In the first six games Rudolph was targeted just 11 times, had only 9 catches and zero touchdowns. Ouch.
Before the season started the Vikings brought in Gary Kubiak as Assistant Head Coach/Offensive Advisor to make the 2019 Minnesota Viking offense more dominant. Kubiak brought his former Denver Bronco teammate Rick Dennison to serve as the team’s Offensive Line Coach/Run Game Coordinator. Kubiak and Dennison were tasked with giving life to the Vikings run game and they did it by installing an “Outside Zone” run scheme that had been perfected in Denver during the 1990’s, and the new scheme required every player to learn a new style of blocking, most importantly at the tight end position.
While Rudolph’s numbers dwindled in the beginning of the season and opposing defenses focused on the rookie from Alabama, Kyle never hung his head, complained or said a bad word. Instead, Rudolph finally put his hand on the ground and started to move bodies.
At the same time the catches started to come. In the next six games Rudolph was targeted 30 times, recording 24 catches for 229-yards and scored six touchdowns. The best part? Not only was there no let-up in Rudolph’s blocking, but his influence and leadership came shining through. Irv Smith, the rookie from Alabama, started showing-up down field, knocking opponents on their butts!

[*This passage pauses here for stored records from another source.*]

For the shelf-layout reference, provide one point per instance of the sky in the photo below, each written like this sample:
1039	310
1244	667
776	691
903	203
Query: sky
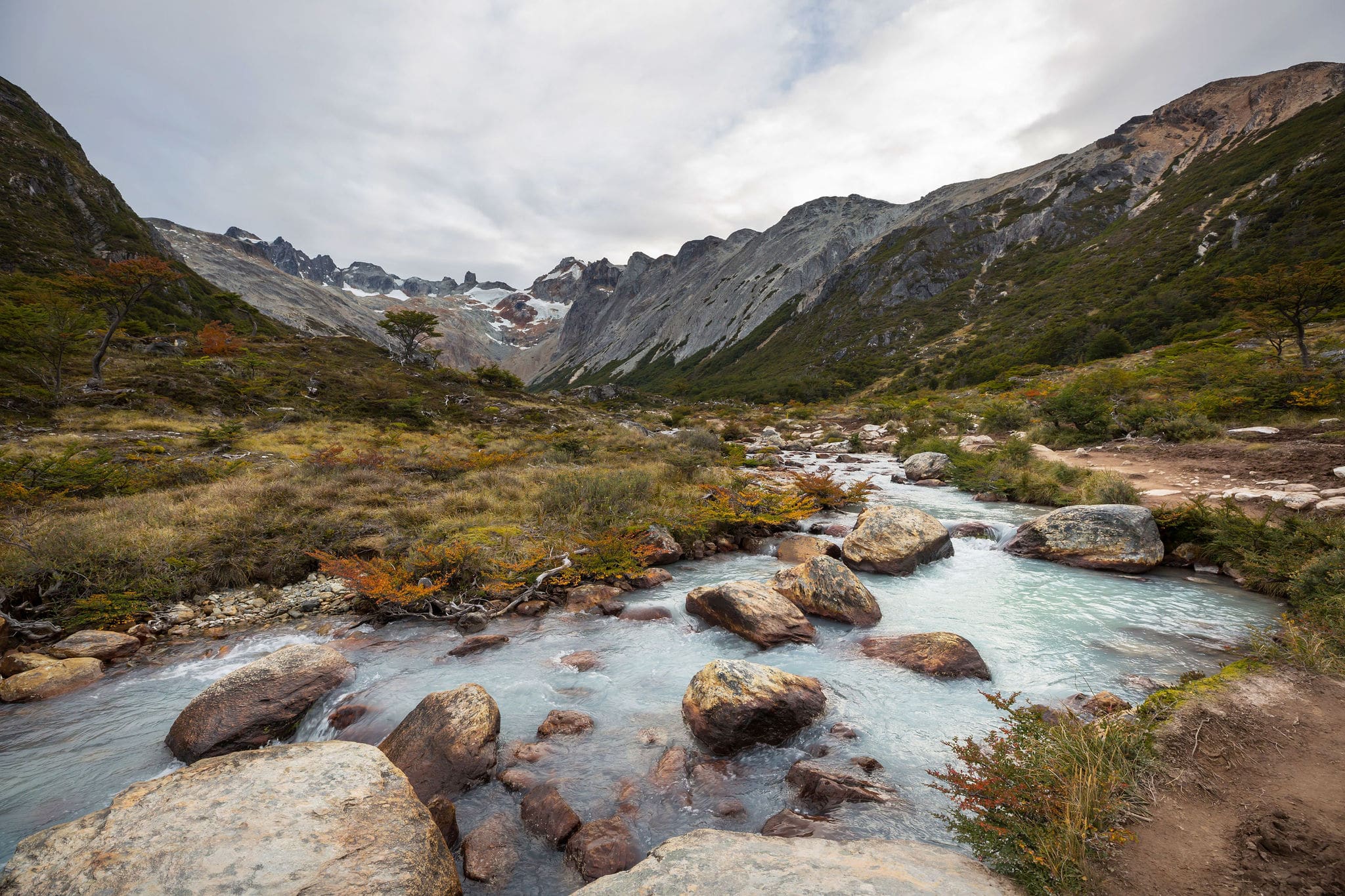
437	136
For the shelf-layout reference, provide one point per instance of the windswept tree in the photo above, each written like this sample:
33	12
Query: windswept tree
1296	296
116	288
409	332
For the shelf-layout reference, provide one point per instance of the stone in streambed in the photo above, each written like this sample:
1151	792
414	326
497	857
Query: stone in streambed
307	819
894	540
825	587
449	743
934	653
732	704
751	610
1121	538
257	703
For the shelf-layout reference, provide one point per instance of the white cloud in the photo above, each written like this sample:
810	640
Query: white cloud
500	136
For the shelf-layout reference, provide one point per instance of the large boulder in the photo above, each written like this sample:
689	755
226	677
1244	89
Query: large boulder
307	819
797	548
751	610
1122	538
100	645
934	653
603	847
825	587
257	703
732	704
894	540
50	680
735	864
449	743
926	465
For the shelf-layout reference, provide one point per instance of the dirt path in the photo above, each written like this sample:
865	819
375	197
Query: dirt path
1200	468
1256	796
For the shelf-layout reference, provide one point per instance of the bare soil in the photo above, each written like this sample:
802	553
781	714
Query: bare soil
1200	468
1251	800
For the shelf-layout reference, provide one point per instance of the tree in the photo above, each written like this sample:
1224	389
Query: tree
116	288
409	331
1296	296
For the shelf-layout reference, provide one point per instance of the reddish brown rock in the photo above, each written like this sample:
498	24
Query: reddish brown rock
933	653
478	643
732	704
548	816
259	703
449	743
565	721
603	847
490	851
751	610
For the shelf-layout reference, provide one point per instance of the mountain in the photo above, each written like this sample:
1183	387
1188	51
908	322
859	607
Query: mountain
1129	233
482	323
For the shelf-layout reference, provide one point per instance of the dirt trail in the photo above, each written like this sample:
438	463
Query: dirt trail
1252	798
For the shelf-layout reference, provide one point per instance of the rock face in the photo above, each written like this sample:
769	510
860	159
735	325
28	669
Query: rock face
825	587
735	864
797	548
603	847
305	819
100	645
50	680
732	704
1102	536
449	743
934	653
927	465
259	703
894	540
751	610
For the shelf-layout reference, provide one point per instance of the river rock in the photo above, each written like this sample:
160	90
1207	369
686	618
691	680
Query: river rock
825	789
1121	538
449	743
50	680
926	465
548	816
490	852
603	847
732	704
565	721
894	540
734	864
934	653
751	610
661	547
825	587
257	703
797	548
478	643
295	820
100	645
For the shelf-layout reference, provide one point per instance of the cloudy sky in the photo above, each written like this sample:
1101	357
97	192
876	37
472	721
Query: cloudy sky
432	136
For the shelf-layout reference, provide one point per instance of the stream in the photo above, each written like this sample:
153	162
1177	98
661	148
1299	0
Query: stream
1046	630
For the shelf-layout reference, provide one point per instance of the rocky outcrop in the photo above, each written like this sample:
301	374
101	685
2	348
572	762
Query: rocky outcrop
732	704
257	703
934	653
751	610
294	820
449	743
894	540
735	864
50	680
927	465
100	645
1122	538
825	587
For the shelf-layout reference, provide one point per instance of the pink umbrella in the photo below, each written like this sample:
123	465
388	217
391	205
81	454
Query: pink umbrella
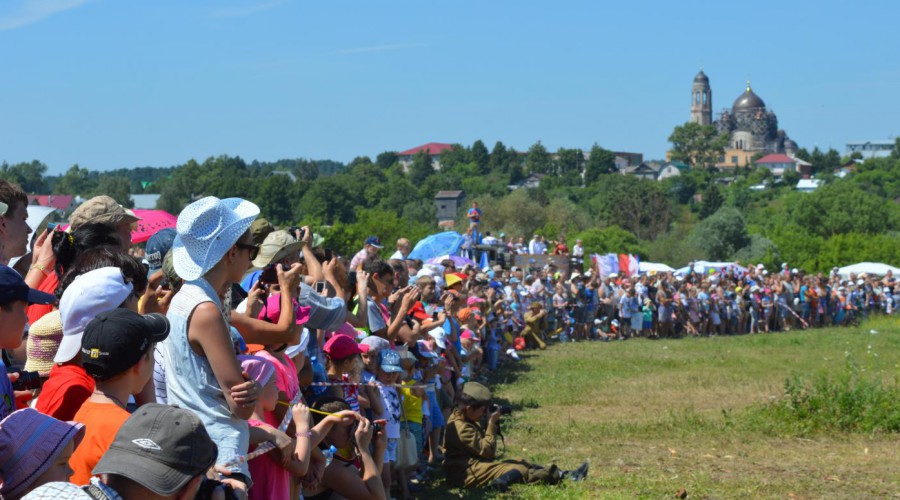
151	222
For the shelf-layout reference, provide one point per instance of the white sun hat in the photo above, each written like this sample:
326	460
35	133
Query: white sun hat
438	334
207	229
90	294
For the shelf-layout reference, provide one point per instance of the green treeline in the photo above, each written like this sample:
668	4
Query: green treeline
581	195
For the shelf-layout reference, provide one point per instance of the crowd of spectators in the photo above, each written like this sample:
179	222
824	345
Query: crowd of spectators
232	359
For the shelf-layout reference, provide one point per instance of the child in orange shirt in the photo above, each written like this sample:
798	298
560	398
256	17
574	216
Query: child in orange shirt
117	350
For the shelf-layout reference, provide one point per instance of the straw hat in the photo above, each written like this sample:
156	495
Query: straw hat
44	337
277	245
207	229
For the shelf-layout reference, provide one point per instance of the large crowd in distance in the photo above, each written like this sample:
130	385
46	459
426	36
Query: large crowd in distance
226	358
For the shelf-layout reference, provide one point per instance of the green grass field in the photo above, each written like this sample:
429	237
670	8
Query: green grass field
653	417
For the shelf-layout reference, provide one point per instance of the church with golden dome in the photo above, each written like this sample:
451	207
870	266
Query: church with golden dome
752	127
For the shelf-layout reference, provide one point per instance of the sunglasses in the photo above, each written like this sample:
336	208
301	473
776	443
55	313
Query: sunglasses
254	249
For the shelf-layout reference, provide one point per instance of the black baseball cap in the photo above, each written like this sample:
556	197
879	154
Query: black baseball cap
13	288
160	447
114	341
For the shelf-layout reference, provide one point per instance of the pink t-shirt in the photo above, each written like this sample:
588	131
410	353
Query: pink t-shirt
286	379
270	479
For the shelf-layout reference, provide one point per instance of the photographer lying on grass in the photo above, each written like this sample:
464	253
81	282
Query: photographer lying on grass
470	450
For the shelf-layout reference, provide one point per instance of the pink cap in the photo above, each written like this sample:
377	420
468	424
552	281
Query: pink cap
259	369
467	334
343	346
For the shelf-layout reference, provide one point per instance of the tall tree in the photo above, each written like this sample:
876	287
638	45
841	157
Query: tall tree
700	146
29	176
538	160
479	155
600	161
499	158
712	200
76	181
386	159
569	162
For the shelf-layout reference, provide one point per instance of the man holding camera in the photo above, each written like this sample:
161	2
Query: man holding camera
470	449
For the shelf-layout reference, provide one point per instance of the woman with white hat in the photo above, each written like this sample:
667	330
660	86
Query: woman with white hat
212	250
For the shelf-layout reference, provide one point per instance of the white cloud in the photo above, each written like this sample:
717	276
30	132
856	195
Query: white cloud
247	9
378	48
32	11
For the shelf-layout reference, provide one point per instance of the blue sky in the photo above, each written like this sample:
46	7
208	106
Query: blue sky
115	83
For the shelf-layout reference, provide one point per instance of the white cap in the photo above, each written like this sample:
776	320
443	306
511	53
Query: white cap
376	343
90	294
438	334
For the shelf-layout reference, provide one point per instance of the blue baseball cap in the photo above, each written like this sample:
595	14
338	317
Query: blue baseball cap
158	246
13	288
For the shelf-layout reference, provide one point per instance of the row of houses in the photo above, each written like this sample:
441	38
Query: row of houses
623	159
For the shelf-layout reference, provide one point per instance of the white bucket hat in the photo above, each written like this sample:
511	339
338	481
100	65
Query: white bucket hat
207	229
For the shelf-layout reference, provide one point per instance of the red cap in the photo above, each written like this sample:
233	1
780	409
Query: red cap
343	346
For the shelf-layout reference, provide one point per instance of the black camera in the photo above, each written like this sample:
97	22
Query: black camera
28	381
503	409
269	274
293	230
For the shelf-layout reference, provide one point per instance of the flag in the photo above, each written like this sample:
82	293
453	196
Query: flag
624	263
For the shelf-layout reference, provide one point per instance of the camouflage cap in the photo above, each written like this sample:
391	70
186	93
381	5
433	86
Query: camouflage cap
477	392
101	210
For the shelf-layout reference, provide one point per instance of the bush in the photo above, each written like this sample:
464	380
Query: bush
849	400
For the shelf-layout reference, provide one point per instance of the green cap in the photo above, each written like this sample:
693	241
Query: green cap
259	230
477	392
169	273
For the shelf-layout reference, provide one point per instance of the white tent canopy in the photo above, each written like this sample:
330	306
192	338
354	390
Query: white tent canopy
646	267
870	268
703	267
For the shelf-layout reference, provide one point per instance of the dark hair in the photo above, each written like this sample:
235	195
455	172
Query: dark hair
68	246
377	265
12	195
105	256
328	404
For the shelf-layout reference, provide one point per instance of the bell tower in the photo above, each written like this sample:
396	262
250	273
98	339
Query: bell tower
701	100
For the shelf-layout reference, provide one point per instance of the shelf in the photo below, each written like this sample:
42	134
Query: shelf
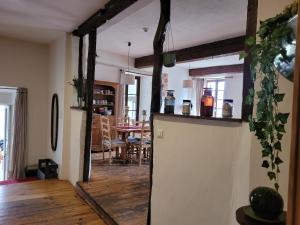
104	94
95	105
226	119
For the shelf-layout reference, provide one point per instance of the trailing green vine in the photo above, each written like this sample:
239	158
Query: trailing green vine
267	122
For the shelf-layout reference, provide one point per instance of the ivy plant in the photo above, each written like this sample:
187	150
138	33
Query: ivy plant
266	121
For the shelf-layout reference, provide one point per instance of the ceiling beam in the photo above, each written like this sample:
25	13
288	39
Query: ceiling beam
112	8
239	68
224	47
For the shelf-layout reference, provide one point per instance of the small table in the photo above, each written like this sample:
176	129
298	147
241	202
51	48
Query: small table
125	131
243	219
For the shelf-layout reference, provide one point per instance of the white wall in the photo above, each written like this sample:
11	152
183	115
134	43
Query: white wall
25	64
201	171
110	73
7	98
204	171
234	90
176	75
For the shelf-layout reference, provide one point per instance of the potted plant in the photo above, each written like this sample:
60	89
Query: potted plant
266	121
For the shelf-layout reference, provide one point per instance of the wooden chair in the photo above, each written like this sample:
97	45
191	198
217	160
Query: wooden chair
143	146
107	143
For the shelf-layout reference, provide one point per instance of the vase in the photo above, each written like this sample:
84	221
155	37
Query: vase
266	203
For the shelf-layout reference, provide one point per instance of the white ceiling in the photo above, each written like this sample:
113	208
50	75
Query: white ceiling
213	61
44	20
193	22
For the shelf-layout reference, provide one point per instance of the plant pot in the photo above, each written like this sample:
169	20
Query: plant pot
169	59
266	203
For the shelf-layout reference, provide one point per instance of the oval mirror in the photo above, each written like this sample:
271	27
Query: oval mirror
54	122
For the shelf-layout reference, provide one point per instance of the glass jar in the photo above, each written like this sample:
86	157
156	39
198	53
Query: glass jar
207	103
186	107
227	108
169	102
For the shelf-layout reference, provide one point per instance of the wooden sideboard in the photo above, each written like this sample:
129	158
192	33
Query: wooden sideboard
105	99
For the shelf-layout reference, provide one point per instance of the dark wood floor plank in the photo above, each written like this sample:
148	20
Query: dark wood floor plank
122	191
49	202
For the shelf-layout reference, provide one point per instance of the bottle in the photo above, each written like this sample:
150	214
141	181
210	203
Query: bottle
169	102
207	103
186	107
227	108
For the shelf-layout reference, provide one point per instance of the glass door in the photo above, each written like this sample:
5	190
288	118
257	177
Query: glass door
5	121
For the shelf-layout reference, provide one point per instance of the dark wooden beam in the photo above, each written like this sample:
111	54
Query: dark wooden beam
158	44
293	213
80	68
247	80
89	102
224	47
239	68
112	8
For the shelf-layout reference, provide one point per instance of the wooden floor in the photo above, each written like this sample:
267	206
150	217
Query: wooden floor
50	202
120	191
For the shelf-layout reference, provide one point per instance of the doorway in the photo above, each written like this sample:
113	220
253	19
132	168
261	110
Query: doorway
5	140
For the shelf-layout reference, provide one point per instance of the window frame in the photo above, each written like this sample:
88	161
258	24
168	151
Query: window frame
138	89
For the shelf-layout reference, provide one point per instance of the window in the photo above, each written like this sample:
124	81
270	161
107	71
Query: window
218	87
132	99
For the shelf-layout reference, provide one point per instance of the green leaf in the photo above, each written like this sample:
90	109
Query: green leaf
251	125
278	160
279	97
243	55
279	136
265	164
272	175
276	185
250	41
277	146
282	117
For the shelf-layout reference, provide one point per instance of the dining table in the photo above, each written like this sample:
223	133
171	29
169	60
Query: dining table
124	132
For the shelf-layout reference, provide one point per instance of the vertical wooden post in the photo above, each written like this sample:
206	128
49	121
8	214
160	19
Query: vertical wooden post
80	68
89	102
158	44
293	214
247	79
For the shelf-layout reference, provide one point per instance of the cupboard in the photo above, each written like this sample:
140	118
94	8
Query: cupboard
105	102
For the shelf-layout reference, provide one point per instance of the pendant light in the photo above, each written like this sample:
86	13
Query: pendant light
129	79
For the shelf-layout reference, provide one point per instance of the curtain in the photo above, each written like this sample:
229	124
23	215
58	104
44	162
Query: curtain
19	135
121	96
199	91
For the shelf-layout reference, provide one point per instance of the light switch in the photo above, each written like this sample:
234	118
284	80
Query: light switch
160	133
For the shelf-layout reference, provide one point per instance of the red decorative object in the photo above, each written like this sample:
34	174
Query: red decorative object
207	103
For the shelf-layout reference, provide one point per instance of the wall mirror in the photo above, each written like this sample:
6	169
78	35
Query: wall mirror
54	121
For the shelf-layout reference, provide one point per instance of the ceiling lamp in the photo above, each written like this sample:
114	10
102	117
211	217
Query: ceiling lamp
187	83
129	79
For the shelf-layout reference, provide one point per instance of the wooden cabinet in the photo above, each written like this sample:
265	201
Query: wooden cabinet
105	103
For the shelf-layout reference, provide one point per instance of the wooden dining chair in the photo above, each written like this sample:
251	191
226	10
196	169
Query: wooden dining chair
143	146
109	144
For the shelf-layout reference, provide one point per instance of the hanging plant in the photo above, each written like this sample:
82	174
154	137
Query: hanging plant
267	122
79	85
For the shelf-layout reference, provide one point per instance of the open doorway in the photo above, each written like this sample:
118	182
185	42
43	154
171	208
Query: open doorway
7	97
121	192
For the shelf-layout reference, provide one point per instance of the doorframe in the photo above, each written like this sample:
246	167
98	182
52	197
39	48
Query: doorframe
293	213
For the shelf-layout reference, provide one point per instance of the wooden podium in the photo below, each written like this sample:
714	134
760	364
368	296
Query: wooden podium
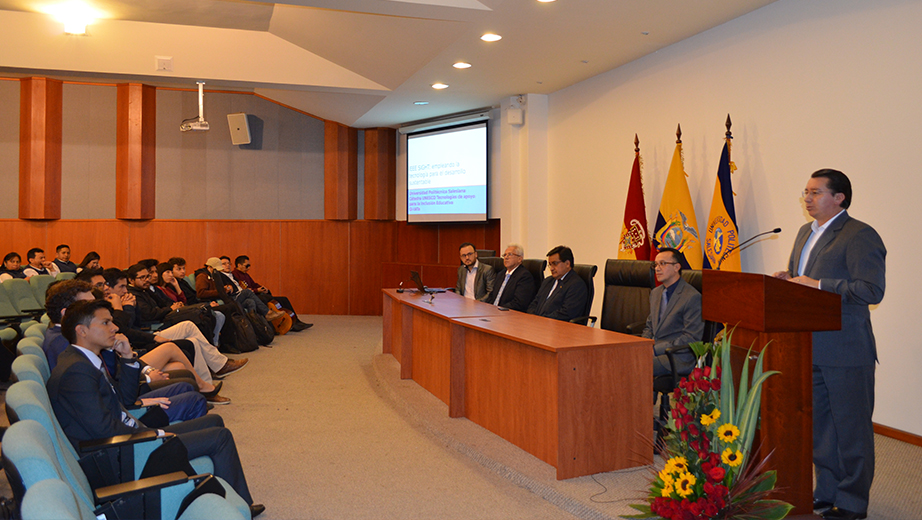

The big story this week has been about Kyle giving the gloves he wore to catch the game-winning touchdown in the playoff win against the Saints to a “member of the media”, who requested them for a charitable contribution. The Walter Payton Man of the Year Award nominee, normally donates to charities and didn’t second guess his honorable gift towards a good cause.
However, the gloves wounded up on eBay where they were sold to a guy in New Jersey for a $375 and NOT used for a charity piece used in an auction.
This time Rudolph did complain, voicing his displeasure over the gloves scam on social media. Turns out the guy in Jersey who bought the gloves is a lifelong Vikings fan by the name of Jason King. King said once receives the gloves, he’ll donate them to Kyle Rudolph’s End Zone.
Nearly $14,000 has been raised, and you can bet the glove scam story will be told during the Vikings vs. 49ers playoff game on Saturday, meaning more donations should be on the way.
You know what? I always did like that Rudolph.